By Rod Nickel, Mark Weinraub and Maytaal Angel
CHICAGO/LONDON (Reuters) – U.S. exports of nitrogen fertilizers jumped to a multi-year high this summer after surging natural gas prices in Europe drove up costs of producing the crop nutrient there, making U.S. shipments more competitive.
The brisk U.S. sales highlight the far-reaching effect of the war in Ukraine on global food and energy supplies. Russia, under financial sanctions, is a major producer of fertilizer and natural gas, key in making nitrogen products to boost yields of corn and other crops.
Since Russia’s February invasion of Ukraine, Europe started weaning itself off Russian natural gas and a pipeline transporting ammonia from Russia to a Ukraine port shut down.
Tight fertilizer supplies have driven up crop nutrient prices so much worldwide that the United Nations warned this month of a “future crisis” of availability. European companies have been forced to close some fertilizer plants due to high costs.
Exports from the United States, the world’s third-largest producer, soared to 370,000 short tons of nutrient in August, more than double the year-earlier total, according to the most recent U.S. Census Bureau data, compiled by industry group The Fertilizer Institute (TFI) for Reuters. That figure is the highest monthly total since TFI began tracking the data in 2013.
European buyers are outbidding domestic buyers in both the United States and other exporters like Indonesia and Malaysia, said Alistair Wallace, principal at Argus Media in London.
Despite the surge in exports, separate TFI data shows that as of June, U.S. nitrogen fertilizer supply was at its second-highest level in the last decade, indicating a global dislocation, rather than shortage.
It is not yet clear whether the U.S. produced more than usual in July and August, or diverted a larger share of supplies to Europe, said Jason Troendle, economist at TFI, whose members include CF Industries and Nutrien.
The United States is historically a small exporter, and its ability to backfill markets is limited, Troendle said.
The countries with the biggest year-over-year increases in U.S. purchases are in Europe – France, Belgium, Norway and Lithuania – as well as Morocco, Chile and Brazil, Troendle said.
European countries typically buy most of their imported urea, a form of nitrogen fertilizer, from North Africa, but are now purchasing it further afield, Wallace said.
EU nitrogen prices eased in mid-October as some European plants resumed production due to softening natural gas prices, he said.
European farmers are not able to stock up on fertilizer as much as they should ahead of planting next spring due to high prices and tight supply, said Pekka Pesonen, secretary-general of European farming group Copa-Cogeca.

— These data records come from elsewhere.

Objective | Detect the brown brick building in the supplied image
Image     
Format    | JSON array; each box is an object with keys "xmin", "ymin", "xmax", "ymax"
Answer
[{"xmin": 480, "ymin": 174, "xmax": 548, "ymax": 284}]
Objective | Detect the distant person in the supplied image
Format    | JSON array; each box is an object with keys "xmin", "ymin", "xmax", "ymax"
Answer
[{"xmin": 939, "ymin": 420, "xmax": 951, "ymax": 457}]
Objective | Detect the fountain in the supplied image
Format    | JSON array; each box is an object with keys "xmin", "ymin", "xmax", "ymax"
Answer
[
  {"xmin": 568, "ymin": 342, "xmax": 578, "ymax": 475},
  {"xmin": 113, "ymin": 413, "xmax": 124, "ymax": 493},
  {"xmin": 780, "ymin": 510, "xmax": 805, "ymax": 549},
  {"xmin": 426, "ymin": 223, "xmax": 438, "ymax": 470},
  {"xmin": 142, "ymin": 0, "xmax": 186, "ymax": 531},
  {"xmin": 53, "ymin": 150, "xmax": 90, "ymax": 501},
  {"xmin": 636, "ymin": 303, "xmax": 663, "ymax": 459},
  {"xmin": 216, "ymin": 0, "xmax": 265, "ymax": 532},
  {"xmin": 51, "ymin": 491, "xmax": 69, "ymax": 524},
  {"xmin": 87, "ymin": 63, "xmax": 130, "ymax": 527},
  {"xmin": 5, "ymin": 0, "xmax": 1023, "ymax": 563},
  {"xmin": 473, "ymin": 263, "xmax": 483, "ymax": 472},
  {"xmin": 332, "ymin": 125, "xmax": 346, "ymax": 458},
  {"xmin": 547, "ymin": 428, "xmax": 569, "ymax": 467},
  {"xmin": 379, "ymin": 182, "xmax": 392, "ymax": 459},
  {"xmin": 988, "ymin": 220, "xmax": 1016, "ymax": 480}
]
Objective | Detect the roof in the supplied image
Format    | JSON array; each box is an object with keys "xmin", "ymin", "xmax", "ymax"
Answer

“We’re talking about the need for huge volumes over a short period of time,” Pesonen said.
Despite high input costs, U.S. growers may sow even more fertilizer-intensive corn next year. A Farm Futures growers survey forecasts corn acreage at a 10-year high of 94.282 million acres, up 6.4% from 2022.
Farmer Dave Nelson of Belmond, Iowa, has seen his fertilizer costs soar to $1,280 per ton this year from $350 a ton two years ago. He locked in that price this fall so he could start calculating a 2023 budget.
“I might as well do it because (price) is only going to go higher,” said Nelson, who grows corn and soybeans. “If you start skimping on fertilizer… you just end up hurting yourself in the end.”
Brazil, which relies on imports for 85% of its fertilizer, bought more ammonium nitrate from the United States, Belgium and Holland in the January-September period to make up for reduced Russian supplies, investment bank Itau BBA said.